In the Lectionary

January 10, Baptism of the Lord: Isaiah 43:1-7; Luke 3:15-17, 21-22

I have a neighbor who is a professor of constitutional law. He has served on multiple international teams charged with writing a new constitution for a new government. I was shocked when he told me the average life span of such constitutions. Since 1789, he estimated, national constitutions have endured an average of 17 years. The U.S. Constitution, 218 years old, is a startling exception to the rule.

What are the conditions that enable a constitution to endure? Surely, this is the question that my neighbor and his colleagues have been asking.

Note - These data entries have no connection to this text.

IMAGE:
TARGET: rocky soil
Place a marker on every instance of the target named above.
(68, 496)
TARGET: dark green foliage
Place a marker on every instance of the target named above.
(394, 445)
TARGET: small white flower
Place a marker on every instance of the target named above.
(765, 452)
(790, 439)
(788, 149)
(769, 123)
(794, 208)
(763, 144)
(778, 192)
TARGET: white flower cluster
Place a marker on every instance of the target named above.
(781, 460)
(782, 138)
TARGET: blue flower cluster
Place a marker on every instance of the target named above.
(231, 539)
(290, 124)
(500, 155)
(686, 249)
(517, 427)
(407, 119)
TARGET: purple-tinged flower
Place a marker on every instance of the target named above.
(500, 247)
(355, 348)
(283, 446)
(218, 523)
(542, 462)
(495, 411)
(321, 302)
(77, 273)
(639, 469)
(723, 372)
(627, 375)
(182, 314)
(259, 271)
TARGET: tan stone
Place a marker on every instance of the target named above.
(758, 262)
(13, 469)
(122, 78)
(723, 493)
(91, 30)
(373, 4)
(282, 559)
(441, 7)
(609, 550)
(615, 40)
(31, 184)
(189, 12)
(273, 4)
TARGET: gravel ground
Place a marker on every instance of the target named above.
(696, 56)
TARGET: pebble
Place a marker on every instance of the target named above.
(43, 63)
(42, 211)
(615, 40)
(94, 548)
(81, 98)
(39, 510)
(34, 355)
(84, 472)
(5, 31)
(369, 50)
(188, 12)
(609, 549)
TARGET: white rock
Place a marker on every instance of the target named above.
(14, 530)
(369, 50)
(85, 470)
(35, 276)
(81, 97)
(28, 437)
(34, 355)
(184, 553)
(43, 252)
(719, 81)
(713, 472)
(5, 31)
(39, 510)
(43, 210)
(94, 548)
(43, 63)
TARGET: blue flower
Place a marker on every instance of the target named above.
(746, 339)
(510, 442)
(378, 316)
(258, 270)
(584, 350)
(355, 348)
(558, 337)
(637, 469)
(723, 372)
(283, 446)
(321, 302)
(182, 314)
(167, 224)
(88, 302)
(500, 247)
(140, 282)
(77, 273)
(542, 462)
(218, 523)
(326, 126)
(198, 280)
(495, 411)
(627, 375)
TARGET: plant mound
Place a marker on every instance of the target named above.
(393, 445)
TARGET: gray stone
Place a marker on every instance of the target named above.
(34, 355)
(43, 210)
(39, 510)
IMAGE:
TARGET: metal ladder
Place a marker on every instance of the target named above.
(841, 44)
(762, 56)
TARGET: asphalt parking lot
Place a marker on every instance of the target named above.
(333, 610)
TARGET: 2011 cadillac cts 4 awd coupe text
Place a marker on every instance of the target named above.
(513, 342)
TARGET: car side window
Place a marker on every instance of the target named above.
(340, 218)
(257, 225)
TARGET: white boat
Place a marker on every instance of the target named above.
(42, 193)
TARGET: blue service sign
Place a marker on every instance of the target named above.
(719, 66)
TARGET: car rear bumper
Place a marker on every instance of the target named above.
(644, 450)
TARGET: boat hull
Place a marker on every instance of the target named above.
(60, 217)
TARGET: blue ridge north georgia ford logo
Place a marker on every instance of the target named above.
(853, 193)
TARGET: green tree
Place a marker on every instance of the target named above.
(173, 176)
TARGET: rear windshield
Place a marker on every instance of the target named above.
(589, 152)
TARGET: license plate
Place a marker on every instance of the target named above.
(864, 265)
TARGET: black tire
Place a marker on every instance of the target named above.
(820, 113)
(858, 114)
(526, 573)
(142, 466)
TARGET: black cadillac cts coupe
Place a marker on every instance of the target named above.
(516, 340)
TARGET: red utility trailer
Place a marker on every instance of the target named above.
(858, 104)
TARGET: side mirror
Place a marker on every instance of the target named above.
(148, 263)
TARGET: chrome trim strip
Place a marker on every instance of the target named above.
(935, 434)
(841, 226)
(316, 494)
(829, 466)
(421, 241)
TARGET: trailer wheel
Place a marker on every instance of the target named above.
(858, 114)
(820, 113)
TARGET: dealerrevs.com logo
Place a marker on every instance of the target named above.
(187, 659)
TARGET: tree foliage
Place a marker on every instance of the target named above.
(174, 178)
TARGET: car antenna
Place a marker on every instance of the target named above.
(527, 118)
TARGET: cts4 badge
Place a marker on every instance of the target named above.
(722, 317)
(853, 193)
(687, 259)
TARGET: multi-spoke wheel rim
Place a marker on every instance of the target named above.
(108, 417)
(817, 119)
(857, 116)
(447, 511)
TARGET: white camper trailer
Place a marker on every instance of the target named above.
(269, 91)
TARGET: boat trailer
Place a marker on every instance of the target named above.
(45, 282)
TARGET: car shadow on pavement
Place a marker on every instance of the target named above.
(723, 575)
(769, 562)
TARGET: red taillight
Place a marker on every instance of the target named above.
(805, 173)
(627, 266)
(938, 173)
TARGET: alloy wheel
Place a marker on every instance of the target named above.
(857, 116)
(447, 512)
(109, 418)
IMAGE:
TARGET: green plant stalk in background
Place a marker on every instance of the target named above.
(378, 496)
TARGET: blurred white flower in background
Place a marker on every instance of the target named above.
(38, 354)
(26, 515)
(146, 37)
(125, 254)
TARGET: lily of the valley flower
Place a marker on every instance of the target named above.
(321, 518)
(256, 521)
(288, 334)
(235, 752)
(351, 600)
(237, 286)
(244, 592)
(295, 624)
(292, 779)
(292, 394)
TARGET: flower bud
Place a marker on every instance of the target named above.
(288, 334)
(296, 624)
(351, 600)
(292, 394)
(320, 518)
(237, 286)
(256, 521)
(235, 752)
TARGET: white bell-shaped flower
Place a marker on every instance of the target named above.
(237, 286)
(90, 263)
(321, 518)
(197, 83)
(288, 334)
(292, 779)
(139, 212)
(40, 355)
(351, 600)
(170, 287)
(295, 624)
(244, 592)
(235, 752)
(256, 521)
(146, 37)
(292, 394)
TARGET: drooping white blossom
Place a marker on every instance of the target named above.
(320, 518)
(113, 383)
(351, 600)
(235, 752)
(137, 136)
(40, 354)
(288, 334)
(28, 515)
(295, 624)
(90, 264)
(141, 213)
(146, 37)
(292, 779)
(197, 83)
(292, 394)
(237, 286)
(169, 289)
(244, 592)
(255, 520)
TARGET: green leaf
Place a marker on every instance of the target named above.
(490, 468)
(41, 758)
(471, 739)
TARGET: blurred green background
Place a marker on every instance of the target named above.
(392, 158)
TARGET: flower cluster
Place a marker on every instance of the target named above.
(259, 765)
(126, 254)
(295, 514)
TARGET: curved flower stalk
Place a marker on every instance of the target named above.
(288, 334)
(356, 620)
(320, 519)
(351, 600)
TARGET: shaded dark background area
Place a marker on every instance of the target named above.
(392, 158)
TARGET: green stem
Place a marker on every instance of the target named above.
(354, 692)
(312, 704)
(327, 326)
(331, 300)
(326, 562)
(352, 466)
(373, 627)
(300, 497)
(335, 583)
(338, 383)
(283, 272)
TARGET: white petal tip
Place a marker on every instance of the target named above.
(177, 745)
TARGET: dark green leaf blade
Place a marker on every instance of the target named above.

Constitutional law experts answer this question by examining political and procedural conditions. Economists answer it by looking at economic conditions. As a lifelong student of theology and culture, I found myself wondering about the conditions that symbols and stories create. Sometimes the symbols and stories that make up our collective psyche are so much a part of who we are and what surrounds us that we don’t notice them until we are jarred by major upset, such as political revolution, foreign invasion, or a clash of civilizations. It’s when the symbols and stories that have shaped our collective psyche are no longer available or no longer make sense of our reality that we begin to question who we are.

This is what I imagine happened to the ancient Israelites when they were defeated by foreign powers, sent into exile, and then liberated and brought home. So devastating was their experience that images of overwhelming waters and of fire spoke to them. The reference to “waters” and “rivers” in Isaiah 43:2 not only recalls the threat they faced in crossing the Red Sea, as recounted in the stories of Israel’s collective memory, but also the chaotic waters that God had to restrain in creating the world. The “fire” and “flame” call to mind Israel’s more recent memory of military destruction. Over and again, the conditions of their lives have been turned upside down. Nothing has remained the same.

In the wake of their devastation and displacement, even the good news of their liberation to return home must have left them shaken. With the ground beneath them shifting, I imagine more than ever they needed to know who they were. It was during this period, when ancient Israel was in dire need of reconstitution, that the prophet Isaiah reminded them who they were by claiming whose they were: “But now thus says the Lord, he who created you, O Jacob, he who formed you, O Israel. . . . I have called you by name, you are mine.”

That who we are is constituted by whose we are is a profound truth. We are constituted by others’ claims on us. I am who I am in my relationships with and responsibilities for others. My daughter places claims on me; so does my spouse. My parents too place claims on me. All of these familial relationships make me who I am. As the prophet reminded ancient Israel, we are also constituted by God’s claim on us. Our identity is inseparable from our relationship to and responsibility toward God.

God’s claim on us, however, is more radical than any other. To belong to the Creator is much more radical than to belong to any clan. To be claimed by God the Creator puts us in relationship with all of creation and carries with it a sense of responsibility for all of creation, all of humanity. As a child of God, I am related to and responsible for every child of God.

Throughout history, humanity has shown a tendency to draw its identity along familial, tribal, and partisan lines. Sometimes the symbols that shape our collective psyche solidify these identities. But when the conditions of our lives change so dramatically that what we thought was solid begins to crack and lack coherence, some symbols will recede or die and others will emerge. Only those symbols and stories that can illuminate and help us to make sense of our new reality will endure.

Baptism is the church’s age-old ritual that symbolizes God’s claim on us. On the first Sunday after Epiphany, the church remembers Jesus’s baptism, when a voice from heaven claimed Jesus as God’s own, as God’s Son. Following this example, we have learned to say with each baptism, “You are a child of God, sealed by the Holy Spirit in baptism, and you belong to Jesus Christ forever.” Water and the Spirit, not flesh and blood, seal our identities as children of God.

As a symbol of our faith, baptism has shaped the collective psyche of the church. The church has not been impervious to the all too human tendency to draw its identity along familial, tribal, communitarian lines. Even baptism itself has at times been treated as an initiation rite, backed up by a church polity that distinguishes between who is in and who is out. Built into the symbol of baptism, however, is the radical prophetic message that pushes against any attempt to draw a circle around the Christian family. When we say the words that accompany baptism, we acknowledge what God has already constituted: who we are is constituted by whose we are. In baptism, we are sealed by the claims that God the Creator and God’s beloved creation places upon us.

That we are constituted by our relationships and responsibilities—our loyalties—is what makes us a community of faith. The complex question of what conditions enable a constitution to endure must receive a complex answer. My own hypothesis is that cohesive and enduring communities require prophetic, not tribal, symbols to shape their collective psyches.

Joyce Shin

Joyce Shin is pastor at Swarthmore Presbyterian Church in Swarthmore, Pennsylvania.